Deborah Stratman is a Chicago-based artist and filmmaker interested in landscapes and systems. Much of her work points to the relationships between physical environments and human struggles for power and control that play out on the land. Recent projects have addressed freedom, expansionism, surveillance, sonic warfare, public speech, ghosts, sinkholes, levitation, propagation, Orthoptera, raptors, comets, and faith. She has exhibited internationally at venues including the Museum of Modern Art, Centre Pompidou, Hammer Museum, Mercer Union, Witte de With, the Whitney Biennial, and festivals including Sundance, Viennale, CPH:DOX, Oberhausen Short Film Festival, Ann Arbor Film Festival, Full Frame, and the International Film Festival Rotterdam. Stratman is the recipient of Fulbright, Guggenheim, and United States Artists fellowships; a Creative Capital grant; and an Alpert Award. She teaches at the University of Illinois at Chicago.

Studio PSK is an award-winning design and creative studio based in London, UK. Using design and technology, Studio PSK creates unique experiences that bring audiences and organizations closer together. Characterized by a cross-disciplinary approach, the studio works with brands, companies, and galleries to tell stories through interactive objects, digital environments, installations, and graphics. Studio PSK has produced work that has been exhibited internationally in the Design Museum; MU artspace, Eindhoven; Tate Modern; National Institute of Design, India; Victoria and Albert Museum; Design Miami; and Macau Tower. Polyphonic Playground was originally commissioned by Fashion Space Gallery, London.
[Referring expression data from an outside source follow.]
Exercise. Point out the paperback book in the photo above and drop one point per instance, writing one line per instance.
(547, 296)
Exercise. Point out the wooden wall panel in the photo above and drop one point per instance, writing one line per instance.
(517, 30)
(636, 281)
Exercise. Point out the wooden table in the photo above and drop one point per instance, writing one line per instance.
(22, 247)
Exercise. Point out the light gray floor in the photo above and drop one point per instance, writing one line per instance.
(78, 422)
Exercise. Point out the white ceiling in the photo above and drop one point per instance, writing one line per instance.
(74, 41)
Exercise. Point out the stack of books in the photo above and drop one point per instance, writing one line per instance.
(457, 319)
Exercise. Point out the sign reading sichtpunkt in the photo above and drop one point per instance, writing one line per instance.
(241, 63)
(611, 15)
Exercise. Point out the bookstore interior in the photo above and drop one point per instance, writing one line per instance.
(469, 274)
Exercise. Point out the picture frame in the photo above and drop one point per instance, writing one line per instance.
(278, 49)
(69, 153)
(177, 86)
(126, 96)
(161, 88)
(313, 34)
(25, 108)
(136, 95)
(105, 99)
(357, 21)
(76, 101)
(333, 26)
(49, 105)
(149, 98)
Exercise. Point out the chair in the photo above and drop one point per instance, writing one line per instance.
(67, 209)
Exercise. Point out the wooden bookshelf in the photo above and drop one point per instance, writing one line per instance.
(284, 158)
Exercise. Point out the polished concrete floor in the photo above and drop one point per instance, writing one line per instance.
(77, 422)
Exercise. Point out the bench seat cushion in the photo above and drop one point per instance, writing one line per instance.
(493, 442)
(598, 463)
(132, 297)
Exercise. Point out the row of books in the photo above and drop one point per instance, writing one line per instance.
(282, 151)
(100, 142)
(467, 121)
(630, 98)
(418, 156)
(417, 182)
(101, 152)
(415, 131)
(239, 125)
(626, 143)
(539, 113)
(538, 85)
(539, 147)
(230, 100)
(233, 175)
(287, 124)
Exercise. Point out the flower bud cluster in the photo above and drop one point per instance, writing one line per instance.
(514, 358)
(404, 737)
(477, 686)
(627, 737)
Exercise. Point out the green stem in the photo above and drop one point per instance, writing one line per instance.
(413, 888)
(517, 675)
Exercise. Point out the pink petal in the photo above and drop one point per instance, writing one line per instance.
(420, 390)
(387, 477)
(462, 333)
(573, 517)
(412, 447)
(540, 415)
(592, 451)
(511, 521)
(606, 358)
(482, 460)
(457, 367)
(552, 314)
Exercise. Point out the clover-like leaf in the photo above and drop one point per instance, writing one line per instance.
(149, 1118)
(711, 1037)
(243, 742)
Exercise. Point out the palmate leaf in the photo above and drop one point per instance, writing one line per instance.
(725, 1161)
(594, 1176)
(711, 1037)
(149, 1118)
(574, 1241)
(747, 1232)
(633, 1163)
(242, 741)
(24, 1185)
Julianne Swartz lives and works in Stone Ridge, New York. Her work has been exhibited at venues including Tate Liverpool, Whitney Museum of American Art, the New Museum, the Jewish Museum, MoMA PS1, Indianapolis Museum of Art, the Israel Museum, Massachusetts Museum of Contemporary Art, and the Art Gallery of Western Australia. She was a recipient of the Anonymous Was a Woman fellowship in 2015.

Naama Tsabar was born in Israel and currently lives and works in New York City. She creates sensually driven installations, performances, and sculptures that evoke questions of power and bravado found in musical and social environments. The works investigate the underlying themes of intimacy, performativity, sexuality, and excess with a minimalist aesthetic. She zooms in on the objects and materials that hold a distinct functional purpose within these bigger, all-encompassing experiences, inserting them into a new order. Tsabar has had solo exhibitions and performances presented at the Guggenheim, High Line Art, Palais de Tokyo, Tel Aviv Museum of Art, Herzliya Museum for Contemporary Art, MARTE Contemporary, Frieze New York, Páramo Gallery, Dvir Gallery, Spinello Projects, and Pianissimo Gallery.

Christie Wright is based in Amsterdam, the Netherlands. She has created work for various publications, including Martha Stewart LivingView on Colour, and Bloom magazine. She has served as a stylist for the trend forecasting company Studio Edelkoort, Paris, as a designer creating products for the lifestyle brand West Elm in Brooklyn, and as a teacher in the Product Design Department of Parsons School of Design. She and her design partner, Arjen Noordeman, created Audiowear, a series of musical jewelry inspired by idiophone and aerophone instruments and the acoustic quality of clay. The recipient of various honors, including a Fulbright grant and a Louis Comfort Tiffany Grant for the Arts, Wright is currently Associate Creative Director for Marcel Wanders’ studio in Amsterdam.